The pound’s rally, spurred by the Bank of England’s hawkish rhetoric, may be vulnerable to heightened sensitivity to economic data and Brexit uncertainty this week.
Sterling rounded off its biggest weekly gain in five months against the dollar Friday, reaching its highest level since just after Britain’s European Union referendum as U.K. policy makers spurred speculation of an interest-rate increase within months. While a speech by BOE Governor Mark Carney and retail-sales figures may influence pound moves earlier in the week, Prime Minister Theresa May threatens to steal the show when she unveils her approach to Brexit on Sept. 22.
The currency’s one-week implied volatility against the dollar climbed the most in the world in the five days through Friday.
The U.K. currency is the world’s best-performing major against the dollar so far in September as BOE policy makers say some withdrawal of stimulus may be needed “over the coming months.” Still, with May due to speak on Friday in Florence, Italy, about Britain’s exit talks with the EU, traders will scour her comments for clues on progress on any transitional deal and the U.K.’s separation payment, which is needed before trade can be discussed.
“The medium-term narrative for the pound will continue to be dominated by Brexit and here May’s speech in Florence will be key,” said Viraj Patel, a currency strategist at ING Groep NV in London. “If her speech doesn’t address the near-term obstacles such as the divorce bill and transitional arrangements required to move on to the next stages of the Brexit talks, then the uncertainty factor will continue to weigh on sterling in the near term.”
The pound climbed about 3 percent last week to $1.3594 on Friday. It reached $1.3616 in intraday trading, its highest level since June 24, 2016, the day after Britain’s EU vote. The currency’s one-week implied volatility rose more than three percentage points last week to 11.5 percent. Against the euro, sterling rose 1.2 percent on Friday.
Following the U.K. currency’s outperformance, BNP Paribas SA recommended fading the rally.

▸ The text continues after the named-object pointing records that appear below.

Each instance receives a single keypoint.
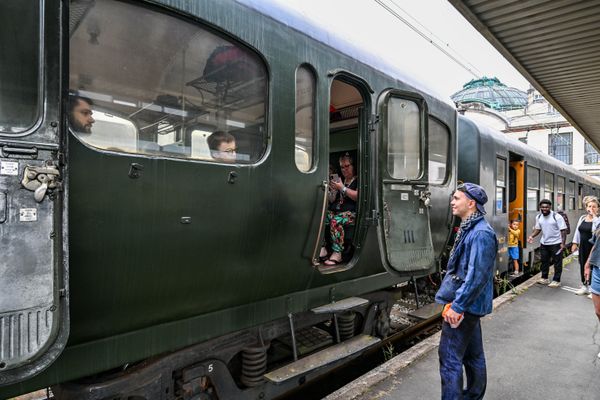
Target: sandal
(333, 260)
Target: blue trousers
(462, 346)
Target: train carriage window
(560, 193)
(404, 139)
(166, 87)
(549, 186)
(305, 117)
(571, 194)
(19, 69)
(439, 137)
(500, 185)
(533, 188)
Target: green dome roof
(492, 93)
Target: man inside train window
(80, 114)
(222, 146)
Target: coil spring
(254, 365)
(346, 325)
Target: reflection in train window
(305, 118)
(500, 185)
(439, 136)
(533, 188)
(404, 139)
(560, 193)
(571, 194)
(164, 86)
(549, 186)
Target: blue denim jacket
(594, 257)
(469, 281)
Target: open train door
(33, 268)
(403, 195)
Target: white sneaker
(583, 290)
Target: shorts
(513, 253)
(595, 281)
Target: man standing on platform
(467, 293)
(554, 235)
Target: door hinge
(373, 121)
(373, 218)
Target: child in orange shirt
(513, 244)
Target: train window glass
(439, 136)
(549, 186)
(166, 87)
(500, 185)
(19, 69)
(404, 139)
(533, 188)
(560, 193)
(571, 194)
(305, 118)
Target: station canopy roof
(492, 93)
(555, 44)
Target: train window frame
(560, 193)
(500, 185)
(549, 186)
(571, 195)
(443, 129)
(37, 69)
(389, 135)
(533, 188)
(183, 89)
(300, 150)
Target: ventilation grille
(23, 334)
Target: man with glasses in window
(80, 114)
(467, 291)
(222, 147)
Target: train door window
(439, 138)
(404, 139)
(549, 186)
(305, 118)
(533, 188)
(19, 69)
(157, 88)
(571, 195)
(560, 193)
(500, 185)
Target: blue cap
(474, 192)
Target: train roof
(321, 33)
(528, 152)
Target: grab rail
(315, 261)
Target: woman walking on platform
(586, 225)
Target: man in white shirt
(554, 234)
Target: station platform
(540, 343)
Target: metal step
(322, 358)
(342, 305)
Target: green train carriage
(153, 267)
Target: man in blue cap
(467, 292)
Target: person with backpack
(553, 228)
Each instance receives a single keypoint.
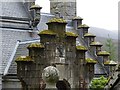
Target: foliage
(110, 47)
(98, 84)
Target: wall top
(62, 0)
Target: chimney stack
(66, 8)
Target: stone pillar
(97, 47)
(89, 38)
(83, 29)
(66, 8)
(76, 22)
(79, 70)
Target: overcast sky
(97, 13)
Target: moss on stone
(35, 6)
(103, 53)
(90, 60)
(57, 20)
(110, 62)
(71, 34)
(96, 44)
(24, 59)
(81, 47)
(36, 45)
(89, 35)
(118, 69)
(78, 17)
(47, 32)
(83, 25)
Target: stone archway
(63, 85)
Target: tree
(99, 83)
(110, 47)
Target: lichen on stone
(24, 59)
(71, 34)
(78, 17)
(35, 6)
(90, 60)
(110, 62)
(95, 44)
(35, 45)
(47, 32)
(57, 20)
(103, 53)
(81, 47)
(89, 35)
(83, 25)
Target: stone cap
(103, 53)
(47, 32)
(57, 20)
(95, 44)
(89, 35)
(90, 61)
(71, 34)
(77, 18)
(24, 59)
(83, 26)
(81, 48)
(35, 7)
(35, 45)
(110, 63)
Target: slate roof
(10, 36)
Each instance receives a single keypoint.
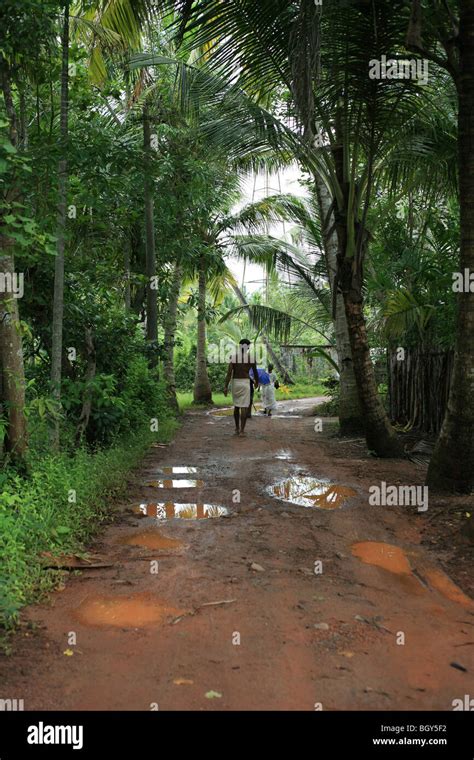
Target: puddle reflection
(135, 611)
(170, 510)
(179, 470)
(174, 483)
(312, 492)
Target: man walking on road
(238, 373)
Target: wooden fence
(419, 387)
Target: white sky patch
(255, 188)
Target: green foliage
(37, 514)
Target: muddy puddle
(179, 470)
(171, 510)
(395, 560)
(151, 539)
(386, 556)
(228, 412)
(171, 483)
(134, 611)
(312, 492)
(284, 455)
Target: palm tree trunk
(452, 464)
(127, 272)
(170, 322)
(58, 302)
(151, 290)
(284, 374)
(89, 376)
(202, 386)
(351, 421)
(12, 379)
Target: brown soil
(276, 606)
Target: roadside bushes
(61, 505)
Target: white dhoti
(268, 397)
(241, 392)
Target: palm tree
(446, 40)
(244, 37)
(58, 298)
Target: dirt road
(274, 606)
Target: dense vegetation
(128, 132)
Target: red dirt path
(145, 638)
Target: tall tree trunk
(58, 303)
(11, 349)
(380, 435)
(11, 357)
(282, 371)
(170, 322)
(151, 287)
(127, 272)
(202, 386)
(351, 420)
(452, 464)
(89, 376)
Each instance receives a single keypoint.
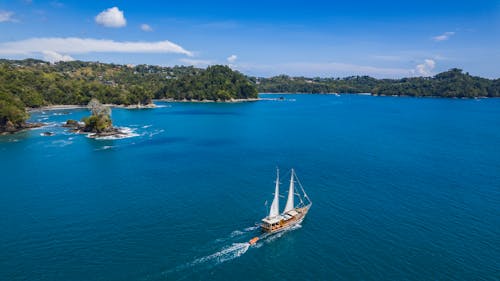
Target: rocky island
(98, 124)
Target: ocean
(402, 189)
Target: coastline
(134, 106)
(76, 106)
(209, 101)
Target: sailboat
(292, 214)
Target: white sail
(276, 201)
(291, 192)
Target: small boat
(292, 214)
(253, 240)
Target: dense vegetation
(452, 83)
(12, 112)
(35, 83)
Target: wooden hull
(284, 223)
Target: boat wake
(228, 252)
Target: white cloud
(443, 37)
(146, 27)
(75, 45)
(232, 58)
(111, 17)
(323, 69)
(52, 56)
(6, 16)
(197, 63)
(425, 69)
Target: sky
(383, 39)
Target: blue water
(402, 189)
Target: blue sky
(263, 38)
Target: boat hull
(285, 223)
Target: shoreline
(76, 106)
(134, 106)
(209, 101)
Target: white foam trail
(226, 254)
(236, 233)
(125, 133)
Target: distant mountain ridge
(452, 83)
(34, 83)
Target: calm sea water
(402, 189)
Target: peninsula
(31, 83)
(451, 84)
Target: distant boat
(292, 214)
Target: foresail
(276, 201)
(291, 192)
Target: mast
(291, 193)
(276, 201)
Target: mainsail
(291, 192)
(276, 201)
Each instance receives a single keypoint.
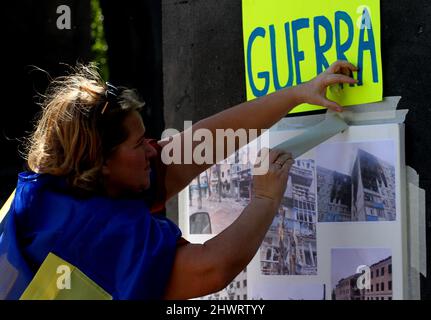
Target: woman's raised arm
(261, 113)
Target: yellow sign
(288, 42)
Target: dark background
(186, 60)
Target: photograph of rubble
(356, 181)
(361, 274)
(218, 195)
(236, 290)
(289, 247)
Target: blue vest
(117, 243)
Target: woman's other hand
(272, 185)
(314, 91)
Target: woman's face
(128, 169)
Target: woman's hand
(271, 186)
(314, 91)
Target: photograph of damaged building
(356, 182)
(222, 192)
(349, 284)
(289, 247)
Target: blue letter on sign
(277, 84)
(258, 32)
(342, 48)
(299, 55)
(367, 45)
(321, 49)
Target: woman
(94, 178)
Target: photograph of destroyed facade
(345, 283)
(221, 192)
(356, 185)
(236, 290)
(289, 247)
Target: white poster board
(341, 224)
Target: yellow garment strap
(6, 206)
(57, 279)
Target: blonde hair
(79, 127)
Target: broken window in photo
(356, 181)
(289, 247)
(361, 274)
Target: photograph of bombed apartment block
(361, 274)
(356, 181)
(289, 247)
(289, 291)
(236, 290)
(218, 195)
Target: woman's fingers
(338, 78)
(338, 66)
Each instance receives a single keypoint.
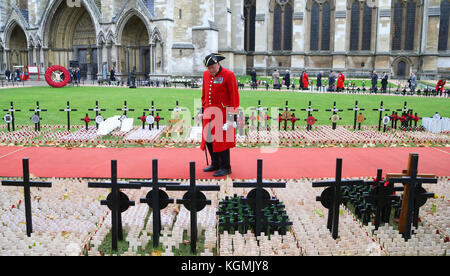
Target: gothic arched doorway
(135, 50)
(71, 36)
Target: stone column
(261, 28)
(383, 38)
(298, 41)
(431, 17)
(338, 41)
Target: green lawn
(112, 98)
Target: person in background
(276, 79)
(384, 80)
(440, 87)
(374, 81)
(340, 82)
(287, 79)
(319, 80)
(304, 82)
(331, 80)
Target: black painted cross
(12, 110)
(381, 109)
(117, 202)
(26, 184)
(286, 114)
(381, 197)
(309, 109)
(356, 109)
(413, 183)
(86, 121)
(125, 108)
(335, 117)
(156, 199)
(37, 117)
(259, 198)
(194, 200)
(258, 113)
(97, 110)
(152, 110)
(331, 197)
(68, 110)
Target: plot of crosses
(117, 201)
(97, 112)
(68, 110)
(152, 110)
(36, 118)
(194, 200)
(26, 184)
(259, 198)
(11, 111)
(310, 120)
(125, 108)
(414, 196)
(258, 113)
(286, 115)
(332, 197)
(356, 109)
(381, 109)
(334, 117)
(157, 199)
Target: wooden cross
(381, 109)
(309, 109)
(26, 184)
(411, 180)
(117, 202)
(125, 108)
(86, 120)
(68, 110)
(97, 110)
(194, 200)
(356, 109)
(335, 110)
(286, 114)
(156, 199)
(258, 111)
(259, 198)
(37, 111)
(12, 110)
(152, 110)
(381, 197)
(331, 197)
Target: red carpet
(285, 163)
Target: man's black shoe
(222, 172)
(210, 169)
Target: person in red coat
(220, 103)
(340, 82)
(304, 80)
(440, 87)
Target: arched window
(354, 26)
(404, 24)
(249, 28)
(320, 25)
(282, 25)
(314, 41)
(444, 26)
(326, 24)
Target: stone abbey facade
(170, 38)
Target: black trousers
(221, 159)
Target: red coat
(340, 82)
(219, 93)
(305, 80)
(440, 83)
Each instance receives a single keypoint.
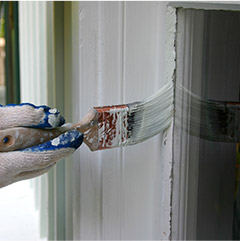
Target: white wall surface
(119, 56)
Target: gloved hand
(34, 161)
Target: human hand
(37, 160)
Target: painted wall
(118, 52)
(119, 57)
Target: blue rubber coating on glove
(70, 139)
(45, 122)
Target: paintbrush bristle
(151, 116)
(124, 125)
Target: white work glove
(34, 161)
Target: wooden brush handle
(23, 137)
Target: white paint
(33, 29)
(123, 193)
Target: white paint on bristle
(152, 115)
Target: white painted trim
(184, 200)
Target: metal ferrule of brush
(112, 126)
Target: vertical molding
(185, 172)
(68, 115)
(33, 72)
(117, 192)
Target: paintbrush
(105, 127)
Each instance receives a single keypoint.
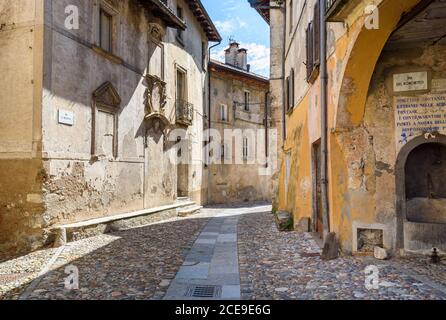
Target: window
(156, 59)
(313, 45)
(247, 100)
(181, 85)
(245, 148)
(223, 151)
(105, 30)
(106, 104)
(179, 31)
(223, 113)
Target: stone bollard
(331, 247)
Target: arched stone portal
(421, 194)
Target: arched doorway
(421, 194)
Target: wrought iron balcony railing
(184, 112)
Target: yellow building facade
(385, 128)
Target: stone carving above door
(156, 31)
(155, 103)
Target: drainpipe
(209, 83)
(266, 129)
(209, 114)
(324, 127)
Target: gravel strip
(136, 264)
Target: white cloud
(230, 25)
(258, 57)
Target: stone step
(189, 210)
(93, 227)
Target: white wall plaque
(412, 81)
(66, 117)
(418, 115)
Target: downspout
(209, 83)
(324, 126)
(284, 96)
(209, 116)
(266, 128)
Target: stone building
(239, 112)
(92, 95)
(385, 127)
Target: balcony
(338, 10)
(184, 113)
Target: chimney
(231, 54)
(242, 59)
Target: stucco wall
(21, 47)
(230, 181)
(49, 173)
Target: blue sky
(236, 19)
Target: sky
(237, 20)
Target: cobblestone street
(148, 262)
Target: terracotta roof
(203, 18)
(262, 7)
(218, 65)
(161, 9)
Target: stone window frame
(245, 148)
(180, 69)
(224, 113)
(99, 105)
(155, 38)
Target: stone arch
(400, 180)
(362, 58)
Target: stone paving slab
(223, 270)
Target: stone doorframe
(400, 180)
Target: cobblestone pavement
(277, 265)
(141, 263)
(127, 265)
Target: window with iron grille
(180, 32)
(245, 148)
(247, 100)
(223, 113)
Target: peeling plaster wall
(21, 174)
(189, 58)
(77, 187)
(141, 176)
(361, 141)
(48, 175)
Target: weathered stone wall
(21, 174)
(50, 173)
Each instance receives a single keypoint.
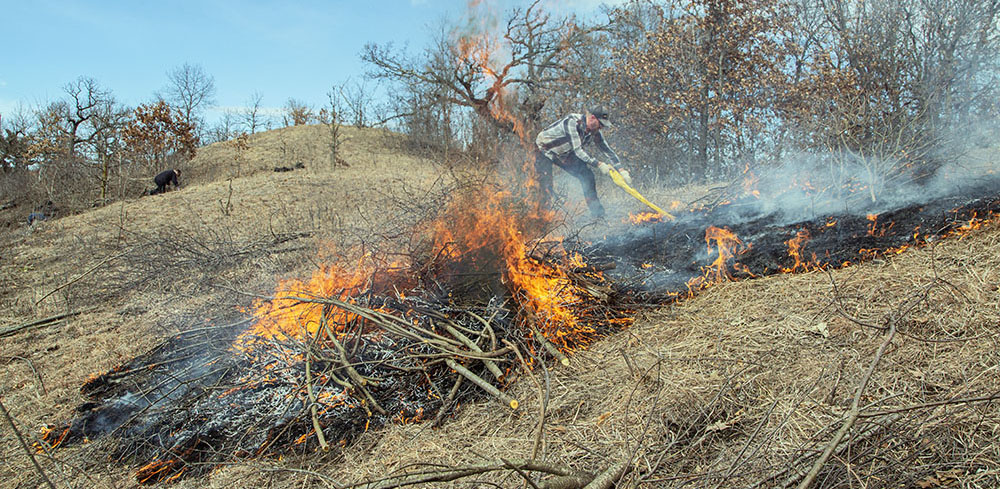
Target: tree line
(704, 89)
(701, 91)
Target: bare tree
(502, 76)
(297, 113)
(226, 128)
(190, 90)
(358, 102)
(15, 130)
(253, 117)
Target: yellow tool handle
(617, 178)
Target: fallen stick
(44, 321)
(549, 347)
(84, 274)
(852, 414)
(447, 402)
(353, 374)
(606, 479)
(486, 386)
(313, 408)
(490, 364)
(24, 445)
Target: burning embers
(353, 348)
(350, 349)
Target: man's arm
(606, 149)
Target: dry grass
(722, 390)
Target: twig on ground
(24, 445)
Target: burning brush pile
(351, 349)
(378, 342)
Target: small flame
(645, 217)
(796, 246)
(727, 245)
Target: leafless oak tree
(190, 90)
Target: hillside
(731, 388)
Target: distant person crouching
(36, 217)
(166, 178)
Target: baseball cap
(602, 115)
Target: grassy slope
(756, 367)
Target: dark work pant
(574, 166)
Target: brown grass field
(726, 389)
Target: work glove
(626, 176)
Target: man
(562, 144)
(165, 178)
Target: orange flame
(795, 247)
(727, 245)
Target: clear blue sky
(281, 49)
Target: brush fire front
(348, 351)
(312, 370)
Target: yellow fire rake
(617, 178)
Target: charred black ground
(200, 399)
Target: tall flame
(727, 245)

“The pound’s sensitivity to data should rise because the BOE’s message now has a lot of scope to shift around in response to data,” said Sam Lynton-Brown, a strategist at BNP Paribas SA in London. “Growth will surprise materially to the downside versus the BOE’s forecasts in the August Inflation Report, which will ultimately prevent them tightening anywhere near as much as they’ve signaled.”